一方で、冷房については結露のリスク等の理由から現状はエアコン以外の選択肢がないと言えますが、ミサワホームではこれまで「輻射パネルルーバー冷暖房」というアルミ製のルーバーの中に冷温水を流して空調する商品を販売しています。冷房時はとても冷たい水が流れるためパネル表面が結露しますが、これを適切に排水することで、除湿の効果も見込めます。しかし居住者からすると除湿効果があるとはいえ結露水への抵抗感があるということやメンテナンスの手間などがネックとなり導入事例は少ないのが現状です。
快適な温度には個人差がある
また、寝室ではエアコンの快適な設定温度が夫婦間などの個人ごとに異なることも問題となります。あるエアコンメーカーの調査では55%の割合でエアコンの設定温度が原因で喧嘩したことがあるという結果があります。さらには寝室での快適な温度が異なるということは、「睡眠の質」に大きく影響します。
開発の狙いどころ
今回開発した「壁放射冷暖房」はこういった様々な問題を解決すべく、「非結露」「個人ごとの温冷感に対応可能なパーソナルな空調」「睡眠の質の向上」といったものをコンセプトとして開発しています。
2.「壁放射冷暖房システム」のしくみ
層構成と材料構成
図1が壁放射冷暖房の断面図です。層構成を見るとわかるように、使用している材料は普通の木材や石膏ボードが主なのでイニシャルコストを低くすることができています。また、大工さんも慣れ親しんでいる材料なので、施工も難しくありません。
寝室のベッドヘッドボードとの組み合わせ
今回はベッドヘッドボードという、寝室のベッドに合わせた内装デザインとして設計され、パーソナルな照明器具を配置したり小物を置く棚を設けたりするインテリアと一体となっています。これは住宅の構造体とは干渉しないため、構造や耐火などの法律上の問題もありません。 そのベッドヘッドボードの裏面に冷温水配管を埋め込み、ヒートポンプ冷温水システムというエアコンの室外機のようなものと繋ぐことでベッドヘッドボードの表面温度を制御するしくみとなっています。
冷やしすぎないということ
とても簡単な言い方をすると、今回開発した壁放射冷暖房は、床暖房のパネルを壁に設置して、そこに結露しないくらいの「冷たすぎない水」を流して、ベッドで寝ている人に涼しさを提供するシステムです。

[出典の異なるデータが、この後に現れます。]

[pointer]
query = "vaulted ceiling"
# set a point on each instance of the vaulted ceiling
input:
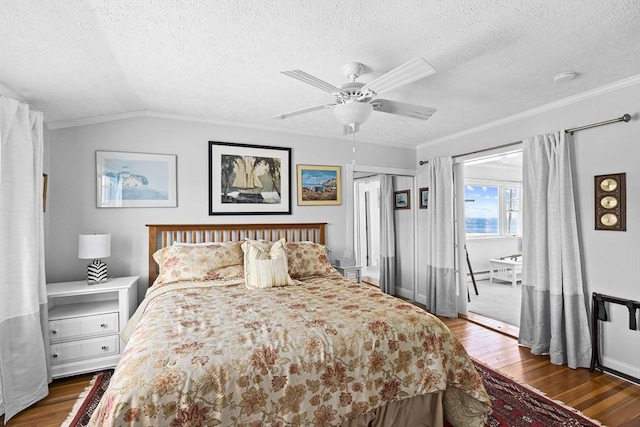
(80, 61)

「冷たすぎない水」なので、部屋全体を冷やす能力は無いですが、寝室の頭元に設置して寝ている人をやんわり冷やすことができます。また、その結果として睡眠の質の向上が期待できるため、実際の被験者実験などによって効果を検証中です。
3.「壁放射冷暖房システム」の温熱効果確認
頭付近の温度が室温-2℃に
では実際に、夏の寝室という環境において、どのような効果があるのかということを、「人工気候室」という室温や湿度を自由にコントロールすることができる実験室で測定しました。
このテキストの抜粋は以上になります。